Cathepsin G activity lowers plasma LDL and reduces atherosclerosis

•This study demonstrates increased expression of CatG in human atherosclerotic lesions.•CatG contributes to experimental atherogenesis differently at different stages.•CatG can degrade arterial wall elastin to promote early stage atherogenesis.•CatG can also degrade plasma LDL to reduce late stage atherogenesis.

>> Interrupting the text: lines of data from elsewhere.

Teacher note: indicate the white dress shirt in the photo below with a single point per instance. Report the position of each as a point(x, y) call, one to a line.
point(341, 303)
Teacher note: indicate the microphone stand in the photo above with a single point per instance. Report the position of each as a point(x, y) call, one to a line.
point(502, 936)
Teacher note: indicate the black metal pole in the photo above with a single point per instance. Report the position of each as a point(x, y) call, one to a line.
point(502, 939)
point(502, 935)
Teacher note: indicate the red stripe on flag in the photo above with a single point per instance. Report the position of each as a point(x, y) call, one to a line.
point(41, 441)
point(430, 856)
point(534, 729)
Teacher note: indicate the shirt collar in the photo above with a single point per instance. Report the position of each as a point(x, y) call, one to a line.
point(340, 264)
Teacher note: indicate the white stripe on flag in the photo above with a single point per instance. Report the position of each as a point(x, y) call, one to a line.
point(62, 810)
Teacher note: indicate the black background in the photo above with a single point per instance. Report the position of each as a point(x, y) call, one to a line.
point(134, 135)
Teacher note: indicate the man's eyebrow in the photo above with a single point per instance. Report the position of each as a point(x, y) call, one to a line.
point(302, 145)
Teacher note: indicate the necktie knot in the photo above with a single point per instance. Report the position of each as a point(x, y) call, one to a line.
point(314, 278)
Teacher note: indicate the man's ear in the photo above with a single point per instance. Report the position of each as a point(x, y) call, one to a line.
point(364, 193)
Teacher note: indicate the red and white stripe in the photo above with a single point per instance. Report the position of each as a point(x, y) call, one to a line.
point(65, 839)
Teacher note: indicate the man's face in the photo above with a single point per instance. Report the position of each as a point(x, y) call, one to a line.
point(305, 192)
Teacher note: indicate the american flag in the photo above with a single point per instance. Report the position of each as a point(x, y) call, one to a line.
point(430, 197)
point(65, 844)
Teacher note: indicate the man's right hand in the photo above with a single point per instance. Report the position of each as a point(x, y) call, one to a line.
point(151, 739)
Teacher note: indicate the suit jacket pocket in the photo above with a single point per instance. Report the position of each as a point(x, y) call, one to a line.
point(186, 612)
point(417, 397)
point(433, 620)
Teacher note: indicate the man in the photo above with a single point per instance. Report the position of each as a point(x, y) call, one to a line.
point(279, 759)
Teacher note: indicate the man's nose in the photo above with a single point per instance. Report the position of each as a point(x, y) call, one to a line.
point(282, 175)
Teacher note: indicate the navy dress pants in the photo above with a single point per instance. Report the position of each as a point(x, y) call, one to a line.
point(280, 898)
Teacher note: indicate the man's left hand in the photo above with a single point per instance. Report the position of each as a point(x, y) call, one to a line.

Cathepsin G (CatG), a serine protease present in mast cells and neutrophils, can produce angiotensin-II (Ang-II) and degrade elastin. Here we demonstrate increased CatG expression in smooth muscle cells (SMCs), endothelial cells (ECs), macrophages, and T cells from human atherosclerotic lesions. In low-density lipoprotein (LDL) receptor-deficient (Ldlr–/–) mice, the absence of CatG reduces arterial wall elastin degradation and attenuates early atherosclerosis when mice consume a Western diet for 3 months. When mice consume this diet for 6 months, however, CatG deficiency exacerbates atherosclerosis in aortic arch without affecting lesion inflammatory cell content or extracellular matrix accumulation, but raises plasma total cholesterol and LDL levels without affecting high-density lipoprotein (HDL) or triglyceride levels. Patients with atherosclerosis also have significantly reduced plasma CatG levels that correlate inversely with total cholesterol (r = –0.535, P < 0.0001) and LDL cholesterol (r = –0.559, P < 0.0001), but not with HDL cholesterol (P = 0.901) or triglycerides (P = 0.186). Such inverse correlations with total cholesterol (r = –0.504, P < 0.0001) and LDL cholesterol (r = –0.502, P < 0.0001) remain significant after adjusting for lipid lowering treatments among this patient population. Human CatG degrades purified human LDL, but not HDL. This study suggests that CatG promotes early atherogenesis through its elastinolytic activity, but suppresses late progression of atherosclerosis by degrading LDL without affecting HDL or triglycerides.